This article needs additional citations for verification. Please help improve this article by adding citations to reliable sources. Unsourced material may be challenged and removed.Find sources: "Irish Naturalisation and Immigration Service" – news · newspapers · books · scholar · JSTOR (November 2021) (Learn how and when to remove this message)

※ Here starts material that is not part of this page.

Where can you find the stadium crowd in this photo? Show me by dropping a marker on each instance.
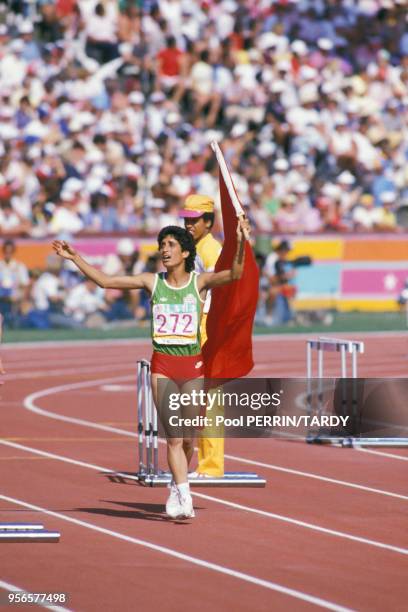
(108, 108)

The Irish Naturalisation and Immigration Service is part of the civil service of Ireland. It serves as an executive agency of the Department of Justice.

Overview

The Irish Naturalisation and Immigration Service (INIS) was established in 2005 in order to provide a ‘one stop shop’ in relation to asylum, immigration, citizenship and visas.[1] INIS is responsible for administering the administrative functions of the Minister for Justice in relation to asylum, immigration (including visas) and citizenship matters. The INIS also facilitates a whole of government approach to immigration and asylum issues which enables a more efficient service to be provided in these areas. It also works with the Department of Enterprise, Trade and Employment on the issuing of work permits.

Structure

The Service is structured around a number of key areas: asylum, visa, immigration and citizenship processing, asylum and immigration policy, repatriation and reception and integration. The agency also maintains close contact with the Garda National Immigration Bureau in relation to many aspects of its work including, deportations and illegal immigration. Members of the Garda Síochána of Detective rank, also carrying the seal of Immigration Officers operate on a full-time basis within the head office in Burgh Quay. A Garda Immigration office is also maintained at all Airports and main ports and at all Garda District Headquarters outside the Dublin Region.

Previously the responsibilities were shared between the Department of Justice and the Department of Foreign Affairs, of the civil service of Ireland. It is located at 13/14 Burgh Quay, Dublin 2.

References

  1. ^ "All-in immigration body set up". Irish Independent. 26 July 2005.